Walz had told the panel he was in Hong Kong “as the events were unfolding” because of his year abroad teaching in China.
“As a young man I was just going to teach high school in Foshan in Guangdong province and was in Hong Kong in May 1989. As the events were unfolding, several of us went in. I still remember the train station in Hong Kong,” he said. “There was a large number of people — especially Europeans, I think — very angry that we would still go after what had happened.”
Five years earlier, during a similar hearing to mark the 20th anniversary, Walz told a slightly different version of the story with a still incorrect timeline, a transcript first reported by The Associated Press shows.
“Twenty years ago today I was in Hong Kong preparing to go to [Foshan] to teach at [Foshan] Number One Middle School. And I can tell you that for people of my generation, here, too, what you were doing in the democracy, that you were asking for and what the goddess of democracy symbolized was as strong for us as it was for you.
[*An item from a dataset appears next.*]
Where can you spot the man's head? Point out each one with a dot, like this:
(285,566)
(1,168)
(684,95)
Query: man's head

It reinforced all that we care about, all of those things that we hold most dear.”
“To watch what happened at the end of the day on June 4 was something that many of us will never forget, we pledge to never forget, and bearing witness and accurate telling of history is absolutely crucial for any nation to move forward,” he added.
He told another version of the story still placing himself in Asia during the massacre during a 2019 radio interview unearthed by CNN.
“I was in Hong Kong on June 4, 1989, when, of course, Tiananmen Square happened. And I was in China after that. It was very strange ’cause, of course, all outside transmissions were, were blocked — Voice of America — and, of course, there was no, no phones or email or anything. So I was kind of out of touch. It took me a month to know the Berlin Wall had fallen when I was living there,” he said.
During the debate, Walz tried to explain away his Hong Kong exaggerations by sharing his background as a young teacher in small town Nebraska, who had returned from China to share his appreciation for democracy and for the people fighting for it in the communist country.
“All I said on this was, is, I got there that summer and misspoke on this, so I will just, that’s what I’ve said,” he said. “I was in Hong Kong and China during the democracy protest, went on, and from that, I learned a lot of what needed to be in governance.”
“My community knows who I am. They saw where I was at,” he said.
Minnesota Public Radio’s article noted that Walz became somewhat of a local small-town celebrity and gave many presentations to civic clubs, including Rotary, when he returned from his year teaching in China.
The State Department had warned Americans a few months before he left to stay away because of the “extremely volatile and potentially life-threatening” situation unfolding with the protests.
In the article Minnesota Public Radio unearthed, Walz told the local newspaper before he left that he felt “somewhat apprehensive, but also excited.”
“It will be an interesting experience, I’m sure,” he said.